With fingers crossed, we submitted an offer that afternoon. It was kicked back with a counter offer. Neither of us were willing to pay closing costs. Remember that time about 24 hours before this, that I figured out Satan was stealing my joy? I let him do it again. Stupid. I know. <insert yet another eye roll here>
I went into this attitude of, “Whatever. Just pick a house. I don’t even care.” I did care, obviously, but I was acting like a two year old. I was also feeling numb. We had barely been back in America for two weeks at this point. I was in a place that I get where I can’t make choices well and I cry a lot. I was also starting to really doubt if we heard God correctly, and it wouldn’t be the last time I was filled with doubt. Things just didn’t seem as smooth as I expected. We still hadn’t found vehicles. Or a house. We were both starting work in about two weeks. The girls were still sleeping on air mattresses. We sat down and looked at financial numbers (bad idea). I just felt…scared. And I had, at some point, taken the burden of my life off Father’s shoulders and decided to carry it myself. Again. So I gave it all back to Him and asked Him to just figure it all out.

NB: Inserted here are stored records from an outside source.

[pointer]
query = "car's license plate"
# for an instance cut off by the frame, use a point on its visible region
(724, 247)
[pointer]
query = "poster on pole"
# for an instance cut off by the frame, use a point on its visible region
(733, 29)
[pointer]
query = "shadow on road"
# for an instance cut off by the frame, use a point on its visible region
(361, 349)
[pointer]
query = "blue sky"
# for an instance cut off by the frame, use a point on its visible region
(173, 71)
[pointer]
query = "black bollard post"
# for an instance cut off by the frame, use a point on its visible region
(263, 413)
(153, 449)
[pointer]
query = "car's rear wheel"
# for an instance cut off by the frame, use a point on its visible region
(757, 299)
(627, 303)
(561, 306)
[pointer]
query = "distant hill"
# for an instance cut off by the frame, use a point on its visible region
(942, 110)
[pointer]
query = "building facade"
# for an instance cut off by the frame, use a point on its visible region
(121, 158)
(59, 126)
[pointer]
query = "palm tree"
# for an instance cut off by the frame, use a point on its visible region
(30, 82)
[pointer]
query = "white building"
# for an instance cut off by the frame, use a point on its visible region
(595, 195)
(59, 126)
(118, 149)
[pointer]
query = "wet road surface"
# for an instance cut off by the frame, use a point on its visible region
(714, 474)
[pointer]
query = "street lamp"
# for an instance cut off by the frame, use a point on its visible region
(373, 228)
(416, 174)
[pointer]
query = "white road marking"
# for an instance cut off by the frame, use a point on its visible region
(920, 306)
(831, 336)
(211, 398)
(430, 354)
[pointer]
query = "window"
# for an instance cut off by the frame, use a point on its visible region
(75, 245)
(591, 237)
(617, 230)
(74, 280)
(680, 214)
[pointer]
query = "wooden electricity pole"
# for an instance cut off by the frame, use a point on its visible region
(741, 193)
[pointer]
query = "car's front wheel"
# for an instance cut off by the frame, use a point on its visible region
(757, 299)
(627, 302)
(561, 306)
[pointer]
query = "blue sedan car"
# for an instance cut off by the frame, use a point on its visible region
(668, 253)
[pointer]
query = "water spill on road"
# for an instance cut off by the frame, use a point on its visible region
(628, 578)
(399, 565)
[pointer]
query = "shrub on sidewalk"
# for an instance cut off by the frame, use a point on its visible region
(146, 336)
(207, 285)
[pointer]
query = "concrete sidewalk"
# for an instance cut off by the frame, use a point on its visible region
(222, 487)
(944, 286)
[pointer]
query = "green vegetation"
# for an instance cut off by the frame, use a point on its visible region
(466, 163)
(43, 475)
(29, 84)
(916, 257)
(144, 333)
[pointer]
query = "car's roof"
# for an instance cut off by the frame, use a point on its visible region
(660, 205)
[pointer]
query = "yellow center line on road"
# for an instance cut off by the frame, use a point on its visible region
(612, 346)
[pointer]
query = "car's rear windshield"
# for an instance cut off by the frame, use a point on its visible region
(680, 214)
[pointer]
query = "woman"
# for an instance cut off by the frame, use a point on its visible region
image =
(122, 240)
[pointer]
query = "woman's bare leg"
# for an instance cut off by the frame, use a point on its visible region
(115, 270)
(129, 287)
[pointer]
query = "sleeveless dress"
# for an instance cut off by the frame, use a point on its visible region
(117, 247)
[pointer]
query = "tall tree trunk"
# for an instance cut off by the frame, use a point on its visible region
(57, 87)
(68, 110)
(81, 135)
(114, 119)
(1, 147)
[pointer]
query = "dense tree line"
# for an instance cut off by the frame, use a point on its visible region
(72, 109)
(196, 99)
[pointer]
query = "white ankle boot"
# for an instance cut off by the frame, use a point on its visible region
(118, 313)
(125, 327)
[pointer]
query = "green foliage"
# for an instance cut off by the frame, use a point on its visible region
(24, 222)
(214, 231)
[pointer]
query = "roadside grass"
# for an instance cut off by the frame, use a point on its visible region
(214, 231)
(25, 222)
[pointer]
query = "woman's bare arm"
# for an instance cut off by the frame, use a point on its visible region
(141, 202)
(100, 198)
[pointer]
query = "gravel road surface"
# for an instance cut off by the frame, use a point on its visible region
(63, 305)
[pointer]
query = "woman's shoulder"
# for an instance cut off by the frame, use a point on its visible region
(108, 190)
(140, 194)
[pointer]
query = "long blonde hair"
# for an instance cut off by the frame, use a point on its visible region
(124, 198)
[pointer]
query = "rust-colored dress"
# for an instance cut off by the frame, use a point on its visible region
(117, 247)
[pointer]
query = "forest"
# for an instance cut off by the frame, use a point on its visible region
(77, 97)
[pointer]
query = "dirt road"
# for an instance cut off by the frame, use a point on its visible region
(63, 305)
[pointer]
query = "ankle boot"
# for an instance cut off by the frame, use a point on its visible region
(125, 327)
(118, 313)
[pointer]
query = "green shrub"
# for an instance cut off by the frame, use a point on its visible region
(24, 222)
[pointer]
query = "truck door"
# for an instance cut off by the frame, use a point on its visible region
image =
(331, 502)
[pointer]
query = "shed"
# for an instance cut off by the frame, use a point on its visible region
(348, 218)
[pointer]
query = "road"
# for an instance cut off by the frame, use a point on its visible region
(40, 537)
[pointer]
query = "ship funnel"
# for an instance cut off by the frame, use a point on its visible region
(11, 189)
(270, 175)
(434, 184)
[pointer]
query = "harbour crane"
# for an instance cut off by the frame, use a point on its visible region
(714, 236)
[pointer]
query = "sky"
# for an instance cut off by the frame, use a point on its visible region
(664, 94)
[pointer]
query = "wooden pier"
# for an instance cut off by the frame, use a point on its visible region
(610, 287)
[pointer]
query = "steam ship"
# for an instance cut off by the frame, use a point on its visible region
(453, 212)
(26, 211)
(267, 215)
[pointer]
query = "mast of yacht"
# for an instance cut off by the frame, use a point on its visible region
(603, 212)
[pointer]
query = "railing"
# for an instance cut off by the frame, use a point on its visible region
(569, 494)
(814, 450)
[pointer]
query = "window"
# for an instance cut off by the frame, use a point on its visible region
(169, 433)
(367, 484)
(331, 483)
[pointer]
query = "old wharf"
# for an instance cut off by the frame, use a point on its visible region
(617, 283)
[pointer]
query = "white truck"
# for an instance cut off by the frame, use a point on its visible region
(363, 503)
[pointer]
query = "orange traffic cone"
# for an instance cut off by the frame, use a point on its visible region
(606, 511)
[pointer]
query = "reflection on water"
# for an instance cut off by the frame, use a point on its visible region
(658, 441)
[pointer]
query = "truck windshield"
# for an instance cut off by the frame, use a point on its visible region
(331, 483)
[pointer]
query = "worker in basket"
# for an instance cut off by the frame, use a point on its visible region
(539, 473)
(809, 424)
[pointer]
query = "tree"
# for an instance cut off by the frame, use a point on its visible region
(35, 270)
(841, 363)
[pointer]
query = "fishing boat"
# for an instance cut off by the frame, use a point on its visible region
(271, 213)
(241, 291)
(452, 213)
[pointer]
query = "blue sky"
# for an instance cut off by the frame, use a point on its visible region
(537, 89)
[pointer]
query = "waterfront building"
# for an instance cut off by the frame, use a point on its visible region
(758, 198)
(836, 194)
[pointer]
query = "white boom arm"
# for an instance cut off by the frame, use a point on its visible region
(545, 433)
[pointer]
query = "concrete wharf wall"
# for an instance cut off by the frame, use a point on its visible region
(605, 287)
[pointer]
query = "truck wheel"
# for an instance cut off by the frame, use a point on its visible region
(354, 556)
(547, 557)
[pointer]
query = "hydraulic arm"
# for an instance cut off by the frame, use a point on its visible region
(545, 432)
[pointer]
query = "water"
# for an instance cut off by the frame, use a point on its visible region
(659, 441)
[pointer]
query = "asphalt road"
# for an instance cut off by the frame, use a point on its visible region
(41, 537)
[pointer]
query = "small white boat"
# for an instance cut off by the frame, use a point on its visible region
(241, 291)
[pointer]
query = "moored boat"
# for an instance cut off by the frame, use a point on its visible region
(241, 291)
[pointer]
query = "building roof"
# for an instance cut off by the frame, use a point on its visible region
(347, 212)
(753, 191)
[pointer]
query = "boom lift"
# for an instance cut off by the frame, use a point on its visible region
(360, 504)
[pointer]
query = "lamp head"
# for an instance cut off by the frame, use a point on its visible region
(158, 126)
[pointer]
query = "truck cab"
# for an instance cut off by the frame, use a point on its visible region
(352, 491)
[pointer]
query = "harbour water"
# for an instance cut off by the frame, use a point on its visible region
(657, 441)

And of course, in His faithfulness, He did.
The realtor called and the sellers decided to pay closing costs after all. Some distant friends/church members who own a car dealership were going to auction to find us vehicles. They were able to find exactly what we asked for within our budget. It was immediate. When you let go and allow God to work things out, He does a far better job than you can even imagine doing on your own. For some reason, even though I know this truth, I can’t seem to remember not to be controlling.
Early the next Saturday morning, I was spending some quiet time with Jesus and asked Him to provide a bed for Ellie’s room. We had decided to build bunkbeds for the big girls (I decided this, and I hope Cam, when he reads this, remembers that I asked/told him he was building them built-in bunkbeds. Yay!), but I wanted to find Ellie a wooden bed with a trundle pull out. About the time I finished praying, Cam walked in and asked if I wanted to go check out the garage sales around town. I love garage sales. Cheap things that you can transform and breathe life back into are some of my favorite things. And guess what we found? Yep. A wooden bed with a trundle for Ellie. For $25. As I told the older gentleman who was selling it that I had prayed for this just that morning, I was really struck again at how Father cares for me and the little things that matter to me.
Amazing, y’all. We love an amazing God!